Securing all 27 signatures on Omnibus II wording remains a challenge
European regulators have three months to hammer out the ground rules for Solvency II if insurers are to have enough time to prepare for the implementation of the directive in 2013, the ABI has warned.
A draft version of Omnibus II, the document outlining the framework for Solvency II, is still being debated by the European Council of Ministers. It will then still have to be ratified by the European Parliament.
But securing all 27 member states’ agreement on the wording of Omnibus II continues to be difficult.
An ABI spokesman said insurers need to have a draft ready within three months to guide insurers in preparing the bespoke internal models that will determine how much capital they must set aside on their balance sheets. “The internal models will take a year for the regulator to sign off,” he said. “We haven’t got much time to take things on trust.”
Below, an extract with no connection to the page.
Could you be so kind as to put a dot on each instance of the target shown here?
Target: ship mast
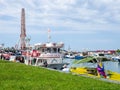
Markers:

The ABI is also worried that the transitional measures – notably those prohibiting insurers from holding certain types of capital – will spark a fire sale of such assets.
Concerns over the industry’s readiness for Solvency II were heightened by a Deloitte survey this week, which shows that only 46% of UK insurers think the industry will be ready for the planned Solvency II implementation date of 1 January 2013.
It also demonstrates 40% of firms have less than 40% of the staff they need to comply with Solvency II.
Deloitte insurance partner Francesco Nagari said: “If you have only a half or a quarter of the resources you need in order to be compliant, that will have a major impact.”